Grokking the Paul White Parallel Deadlock Demo

I like the word grok. I like it because people who remember its heyday (decades and decades ago) give me weird looks when I use it. I like it because it helps me find other Heinlein fans. Moreover, I like it because its assigned definition resonates with me. I don’t want to merely learn something; I crave a deeper understanding that internalizes lessons and shapes my intuition into expertise, perhaps even mastery. And that is grokking.

Parallel deadlocks are something I first learned about years ago, ehhh, let me change that to “kinda learned.” These suckers are weird. I wasn’t comfortable with them, but after diving into the under-the-hood mechanics of serial execution plans, I was finally ready to revisit how the strange parallel stuff actually works.

Now, the SQL Sensei of parallelism is Paul White, and you should read him if you want to learn X, for X in (parallelism, optimization, RCSI locking, and sundry related topics). Particularly, he has an MCVE of a parallel deadlock at 53:57 of this video. I watched that demo a while ago, but it wasn’t until recently that I grokked it. And that’s what I want to write about.

There are several pieces that have to come together to produce a parallel deadlock. Simplified, a deadlock is when two processes have a dependency on each other, each one saying “I’ll move after you do.”

The central problem is that it’s not obvious how to introduce inter-thread dependencies with parallelism. Paul’s demo relies on two key operators with dependencies. The first is Round Robin Distribute Streams, animated below (and with a prior blog post here).

Round Robin distributes rows in turn, so if one thread isn’t accepting any data, it’s possible to force all the others to wait.

The second key operator is Gather Streams, specifically order-preserving Gather Streams. Regular Gather Streams can pass along rows in any order, as below.

Ordered Gather Streams, by nature of its ordering, needs to grab the next value. And when one of the inputs is empty, there’s no way to know what should be “next,” and it is forced to wait.

We finally have enough to create an inter-thread dependency. We just need to gum up a plan with Round Robin and Ordered Gathered Streams where each is waiting on the other to proceed. Simplified, we want something like below.

But SQL Server doesn’t choose parallelism without reason – there has to be some work it can distribute, even when using secret-sauce trace flag 8649. In this case, a Filter operator will suffice.

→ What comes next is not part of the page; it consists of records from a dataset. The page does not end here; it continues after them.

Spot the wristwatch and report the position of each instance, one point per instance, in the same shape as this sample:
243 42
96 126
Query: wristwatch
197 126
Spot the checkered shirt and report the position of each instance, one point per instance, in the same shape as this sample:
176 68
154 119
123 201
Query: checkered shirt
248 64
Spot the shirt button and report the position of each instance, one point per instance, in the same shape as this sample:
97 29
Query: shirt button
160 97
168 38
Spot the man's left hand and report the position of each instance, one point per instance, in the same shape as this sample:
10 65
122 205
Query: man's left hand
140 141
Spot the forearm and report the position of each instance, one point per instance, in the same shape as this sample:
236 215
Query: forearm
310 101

Moreover, we can use it to filter out any rows on one of the threads, forcing the Gather Streams into a waiting state. We now have a list of requirements:

  1. Round Robin
  2. Ordered Gather Streams
  3. Filter that removes all rows on one thread

Getting #1, the Round Robin, takes a little effort. In this case, a backwards scan is the preferred technique, especially since the ordering is useful for getting #2, the Ordered Gather Streams. But that’s not the only piece to be aware of with Gather Streams. That operator has buffers to hold multiple rows, which helps prevent deadlocks. Getting Gather Streams stuck requires filling up those buffers, using rows of sufficient size or quantity.

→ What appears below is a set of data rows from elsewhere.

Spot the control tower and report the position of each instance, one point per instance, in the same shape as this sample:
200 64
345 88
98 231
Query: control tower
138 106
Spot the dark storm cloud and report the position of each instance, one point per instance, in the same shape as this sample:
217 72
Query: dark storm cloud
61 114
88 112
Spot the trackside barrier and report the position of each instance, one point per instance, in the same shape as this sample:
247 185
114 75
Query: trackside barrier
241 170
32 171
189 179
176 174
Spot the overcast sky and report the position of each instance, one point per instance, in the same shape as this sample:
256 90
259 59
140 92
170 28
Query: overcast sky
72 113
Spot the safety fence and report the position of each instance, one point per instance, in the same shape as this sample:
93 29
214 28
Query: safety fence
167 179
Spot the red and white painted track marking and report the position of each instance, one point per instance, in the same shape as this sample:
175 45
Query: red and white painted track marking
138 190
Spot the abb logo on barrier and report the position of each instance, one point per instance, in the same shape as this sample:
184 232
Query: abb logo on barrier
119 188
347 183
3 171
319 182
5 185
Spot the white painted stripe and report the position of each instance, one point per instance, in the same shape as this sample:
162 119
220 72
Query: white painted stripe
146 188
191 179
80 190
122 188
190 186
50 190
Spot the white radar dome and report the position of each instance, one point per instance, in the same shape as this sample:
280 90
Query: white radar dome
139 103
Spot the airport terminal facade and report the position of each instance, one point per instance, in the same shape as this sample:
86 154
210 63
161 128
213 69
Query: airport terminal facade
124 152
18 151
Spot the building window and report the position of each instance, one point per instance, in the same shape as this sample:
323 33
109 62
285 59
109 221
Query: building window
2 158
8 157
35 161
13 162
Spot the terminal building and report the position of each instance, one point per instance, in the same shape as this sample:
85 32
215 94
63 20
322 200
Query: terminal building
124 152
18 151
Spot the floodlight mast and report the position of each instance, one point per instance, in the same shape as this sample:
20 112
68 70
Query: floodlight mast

Finally, the filtering for #3 looks easy enough with the modulus (%) operator, but there’s another gotcha: SQL Server likes to push predicates into the Scan, bypassing the use of a Filter operator at all. Thankfully, as your developers can attest, this performance optimization is easy to defeat. Just use MAX-length columns, which can’t be pushed down.

So here we are, after assembling all the pieces. This is Paul’s demo code:

SELECT MaxN = MAX(num.n)
FROM dbo.Numbers AS num
WHERE num.n < 30000
AND CONVERT(integer,CONVERT(varchar(max),num.n)) % 2 = 0
OPTION(
MAXDOP 2,
QUERYTRACEON 8649
)

Ordering comes from the MAX. The backwards scan is encouraged by < 30000. The double convert prevents predicate pushdown, and parallelism is from 8649.

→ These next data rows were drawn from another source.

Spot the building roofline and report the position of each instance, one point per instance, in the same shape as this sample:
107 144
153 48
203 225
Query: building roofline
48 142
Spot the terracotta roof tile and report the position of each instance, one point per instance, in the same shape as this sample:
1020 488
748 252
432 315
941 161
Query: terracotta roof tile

Visualized, the deadlock might look like this:

After which the deadlock detector will eventually discover the problem, resolving it by writing rows to tempdb in a process I don’t understand yet. Backblog++

Knowing all the ingredients to this parallel deadlock can definitely help figuring out and fixing actual production parallel deadlocks, but if I’m honest, the genuine reason I studied this stuff is because I’m a nerd and I think it’s really stinkin’ cool. Whatever your reasons, I hope this was helpful to your own understanding. Happy grokking!